My understanding of his work and this theory is based almost entirely on a series of eureka moments built upon accumulated information, that comes like a match flare in the dark but which then soon fades away, leaving a bare imprint, but taking everything of use.
The problem is I want set answers and I wont get them from a heuristic model which acknowledges the fluidity of people. To this end im not sure if MBTI or JCF were ever of serious use to me, I was never unhappy before, merely curious and my curiousity grabbed me and pulled me down the rabbit hole. But the rabbit hole is confusing and just when you think you have caught up with the rabbit, away he speeds again down some new avenue of understanding. I think it is a sobering fact that I am just limited in my intelligence and imagination and there is nothing I can do about that but accept it.

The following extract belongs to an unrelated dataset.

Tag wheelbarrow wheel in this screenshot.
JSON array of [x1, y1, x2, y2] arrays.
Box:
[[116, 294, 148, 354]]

Connecting patterns in a useful manner is not my talent, I can only correlate with baseless stereotypes. People have always been too variable, too....specific for me. And this is a mode of thinking ive had since being a child, there is no indoctrination or internal war of projected self-doubt, this is just the way ive always seen things and to not do so is to not be myself.
But this very mode of cognition is also anathema to a theory such as this and all it's interpretations. Catagorisation is not wrong, nor has it ever been, but if there is to be a catagorisation then it has to be absolutist in my mind. This is a product of black and white thinking in myself that may never be undone, seeing as how it wasn't 'done' in the first place.
Afterall, how does a person go against the true, unadulterated, nature of their personality?